What the Fund Was Supposed to Be

The proposed fund carried a price tag of roughly $1.776 billion, a figure that immediately drew scrutiny from lawmakers on both sides of the aisle. Its origins were unusual. The money traced back to a settlement connected to a $10 billion lawsuit that President Trump filed over the leak of his tax returns, a legal fight that put the federal government and the president on opposite sides of the courtroom.

The administration framed the fund as a remedy for people who believed the federal government had been weaponized against them. In theory, it would have set aside money for individuals who claimed they were unfairly targeted by federal agencies. In practice, critics argued, the structure left far too much room for the money to flow toward political allies rather than genuine victims of government overreach.

Bipartisan Resistance

Opposition to the fund did not break cleanly along party lines. Democratic lawmakers were the loudest critics, branding it a “slush fund” that could funnel taxpayer dollars toward Trump supporters with little oversight. They warned that a pool of nearly $1.8 billion, tied to a lawsuit the president himself filed, created an obvious conflict of interest.
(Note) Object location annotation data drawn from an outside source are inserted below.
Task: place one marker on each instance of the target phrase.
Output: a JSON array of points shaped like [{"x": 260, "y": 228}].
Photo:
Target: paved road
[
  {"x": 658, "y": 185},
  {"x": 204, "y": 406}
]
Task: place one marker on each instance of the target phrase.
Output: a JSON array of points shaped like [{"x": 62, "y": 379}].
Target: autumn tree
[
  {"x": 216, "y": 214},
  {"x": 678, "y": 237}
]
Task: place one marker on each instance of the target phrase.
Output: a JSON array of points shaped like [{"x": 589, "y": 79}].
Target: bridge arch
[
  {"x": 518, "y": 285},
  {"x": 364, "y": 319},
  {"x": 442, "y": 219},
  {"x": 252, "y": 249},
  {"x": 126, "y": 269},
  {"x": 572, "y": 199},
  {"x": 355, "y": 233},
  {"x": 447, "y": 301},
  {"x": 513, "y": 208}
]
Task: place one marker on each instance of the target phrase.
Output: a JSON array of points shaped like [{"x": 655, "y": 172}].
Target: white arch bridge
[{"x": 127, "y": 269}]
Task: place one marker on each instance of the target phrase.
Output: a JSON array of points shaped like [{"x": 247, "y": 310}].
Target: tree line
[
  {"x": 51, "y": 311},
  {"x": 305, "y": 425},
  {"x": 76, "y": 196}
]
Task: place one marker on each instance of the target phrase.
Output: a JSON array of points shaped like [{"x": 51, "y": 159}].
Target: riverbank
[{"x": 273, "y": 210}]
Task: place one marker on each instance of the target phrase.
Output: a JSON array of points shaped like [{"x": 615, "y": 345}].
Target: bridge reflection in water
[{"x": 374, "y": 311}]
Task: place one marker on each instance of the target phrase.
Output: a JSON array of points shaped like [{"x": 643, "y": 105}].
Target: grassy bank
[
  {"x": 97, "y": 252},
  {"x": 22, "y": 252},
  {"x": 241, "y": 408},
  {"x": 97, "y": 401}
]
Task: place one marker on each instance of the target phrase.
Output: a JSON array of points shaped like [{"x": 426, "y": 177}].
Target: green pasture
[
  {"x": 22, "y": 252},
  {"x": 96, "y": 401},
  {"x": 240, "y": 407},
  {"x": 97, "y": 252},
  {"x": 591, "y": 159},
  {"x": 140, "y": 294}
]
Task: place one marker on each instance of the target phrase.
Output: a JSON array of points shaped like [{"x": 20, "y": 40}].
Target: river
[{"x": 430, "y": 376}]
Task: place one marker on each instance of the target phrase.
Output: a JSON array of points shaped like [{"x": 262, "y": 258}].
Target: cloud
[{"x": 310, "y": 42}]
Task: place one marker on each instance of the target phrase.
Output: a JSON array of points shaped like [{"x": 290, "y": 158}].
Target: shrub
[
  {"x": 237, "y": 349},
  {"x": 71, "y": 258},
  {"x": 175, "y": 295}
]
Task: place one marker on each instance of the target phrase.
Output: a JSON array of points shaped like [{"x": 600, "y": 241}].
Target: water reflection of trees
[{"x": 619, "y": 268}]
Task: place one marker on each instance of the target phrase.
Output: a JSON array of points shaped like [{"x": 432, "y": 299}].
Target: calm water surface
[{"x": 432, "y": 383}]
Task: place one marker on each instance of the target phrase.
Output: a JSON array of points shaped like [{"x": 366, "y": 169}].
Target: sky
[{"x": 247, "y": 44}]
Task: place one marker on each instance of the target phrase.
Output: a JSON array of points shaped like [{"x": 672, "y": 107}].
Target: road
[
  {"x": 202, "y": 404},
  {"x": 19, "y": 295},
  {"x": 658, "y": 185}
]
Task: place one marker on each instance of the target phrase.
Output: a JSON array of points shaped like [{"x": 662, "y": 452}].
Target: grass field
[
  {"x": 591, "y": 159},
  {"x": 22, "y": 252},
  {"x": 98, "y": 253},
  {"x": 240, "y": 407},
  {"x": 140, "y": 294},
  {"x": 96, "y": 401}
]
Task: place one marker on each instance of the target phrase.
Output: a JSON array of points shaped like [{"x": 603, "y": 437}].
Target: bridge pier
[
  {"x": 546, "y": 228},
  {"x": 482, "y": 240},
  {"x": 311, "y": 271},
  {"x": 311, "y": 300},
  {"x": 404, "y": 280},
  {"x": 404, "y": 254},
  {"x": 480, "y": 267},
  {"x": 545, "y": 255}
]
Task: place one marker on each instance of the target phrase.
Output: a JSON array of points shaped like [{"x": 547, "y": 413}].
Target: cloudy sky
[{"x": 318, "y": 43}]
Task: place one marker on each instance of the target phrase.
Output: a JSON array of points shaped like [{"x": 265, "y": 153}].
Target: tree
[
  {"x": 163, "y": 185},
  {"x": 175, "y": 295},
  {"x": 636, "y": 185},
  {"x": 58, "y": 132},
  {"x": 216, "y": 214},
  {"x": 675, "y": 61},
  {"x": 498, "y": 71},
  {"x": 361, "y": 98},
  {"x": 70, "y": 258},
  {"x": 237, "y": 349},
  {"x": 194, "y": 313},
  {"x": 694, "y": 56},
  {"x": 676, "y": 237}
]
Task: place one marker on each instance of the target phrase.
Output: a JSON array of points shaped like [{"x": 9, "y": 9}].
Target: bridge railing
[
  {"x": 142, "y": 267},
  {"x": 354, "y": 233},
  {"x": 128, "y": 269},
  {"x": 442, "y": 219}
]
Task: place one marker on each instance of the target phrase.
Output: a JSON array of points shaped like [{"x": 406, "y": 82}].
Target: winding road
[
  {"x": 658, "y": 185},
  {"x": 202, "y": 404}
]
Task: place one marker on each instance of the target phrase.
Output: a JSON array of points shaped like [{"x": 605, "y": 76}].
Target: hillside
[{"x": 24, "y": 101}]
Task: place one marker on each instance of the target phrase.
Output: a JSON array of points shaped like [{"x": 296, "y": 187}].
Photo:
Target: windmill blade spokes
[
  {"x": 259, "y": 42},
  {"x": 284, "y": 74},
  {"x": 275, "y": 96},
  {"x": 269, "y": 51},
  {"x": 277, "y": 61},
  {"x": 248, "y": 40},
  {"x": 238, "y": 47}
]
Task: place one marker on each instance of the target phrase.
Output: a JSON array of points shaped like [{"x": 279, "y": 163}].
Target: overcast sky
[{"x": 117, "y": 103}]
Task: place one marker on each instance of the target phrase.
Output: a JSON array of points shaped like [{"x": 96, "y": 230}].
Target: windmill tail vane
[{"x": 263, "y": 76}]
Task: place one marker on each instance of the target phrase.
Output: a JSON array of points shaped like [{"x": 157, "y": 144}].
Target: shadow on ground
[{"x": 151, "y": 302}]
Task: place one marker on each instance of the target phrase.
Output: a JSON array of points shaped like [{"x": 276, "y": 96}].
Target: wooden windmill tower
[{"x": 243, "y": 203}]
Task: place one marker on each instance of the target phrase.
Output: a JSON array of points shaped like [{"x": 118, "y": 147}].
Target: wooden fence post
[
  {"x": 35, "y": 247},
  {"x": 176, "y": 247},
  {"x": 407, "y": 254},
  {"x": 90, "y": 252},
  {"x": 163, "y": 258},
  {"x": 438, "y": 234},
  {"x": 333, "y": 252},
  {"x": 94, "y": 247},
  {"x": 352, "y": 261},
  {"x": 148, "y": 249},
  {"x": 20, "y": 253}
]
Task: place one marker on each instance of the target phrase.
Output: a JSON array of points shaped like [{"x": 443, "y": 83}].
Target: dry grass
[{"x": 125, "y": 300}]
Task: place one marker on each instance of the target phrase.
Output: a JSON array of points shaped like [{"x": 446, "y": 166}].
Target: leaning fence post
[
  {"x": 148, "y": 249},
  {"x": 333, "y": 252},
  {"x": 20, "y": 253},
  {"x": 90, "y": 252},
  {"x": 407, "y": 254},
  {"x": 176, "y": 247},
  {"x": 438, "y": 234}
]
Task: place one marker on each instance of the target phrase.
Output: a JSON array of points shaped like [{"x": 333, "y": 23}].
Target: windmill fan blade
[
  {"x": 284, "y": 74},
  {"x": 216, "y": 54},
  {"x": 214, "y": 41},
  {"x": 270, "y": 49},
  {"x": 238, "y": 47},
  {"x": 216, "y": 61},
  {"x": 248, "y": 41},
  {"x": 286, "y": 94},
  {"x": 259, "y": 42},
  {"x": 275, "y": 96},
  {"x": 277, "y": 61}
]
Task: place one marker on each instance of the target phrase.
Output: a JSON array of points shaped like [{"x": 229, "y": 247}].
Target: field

But the discomfort was not limited to the left. Several Republicans were openly reluctant to throw their weight behind the proposal. Some questioned the optics of the arrangement, while others worried about the precedent of creating a large discretionary fund rooted in a settlement involving the sitting president. That hesitation left the program without a reliable base of support in either party.

The Courts Step In

The pressure did not stay confined to Capitol Hill. On May 29, U.S. District Judge Leonie Brinkema issued a temporary injunction that froze the fund while the court weighed the legal questions surrounding it. The order halted the program before any money could move, effectively putting the entire plan on hold.

Days later, Blanche made the freeze permanent in everything but name. By telling Congress the administration would not proceed “period,” he closed the door on a proposal that had already been blocked by the judiciary and battered by criticism from lawmakers. What began as a settlement-driven initiative ended as a political and legal dead end.

Two Competing Narratives

Supporters of the fund argued it was always about accountability. In their view, the federal government has at times overstepped its authority, and a dedicated fund could have offered a path to compensation for people genuinely harmed by that overreach. They saw the proposal as a recognition that abuses can happen and that those affected deserve a remedy.

Opponents saw something very different: a blank check waiting to be cashed. To them, the fund risked becoming a tool for rewarding political loyalty rather than righting real wrongs. With the program now off the table, both sides are left to argue over what might have been, and the broader debate over how the government should handle claims of weaponization is far from settled.

What This Means for Americans

For ordinary taxpayers, the decision means nearly $1.8 billion will not be committed to a program that critics across the political spectrum viewed with suspicion. It also underscores how checks and balances can work in practice, with Congress and the courts both playing a role in stopping a proposal before the money moved. Whether you saw the fund as a safeguard or a giveaway, its collapse is a reminder that big-dollar government initiatives rarely survive without broad support.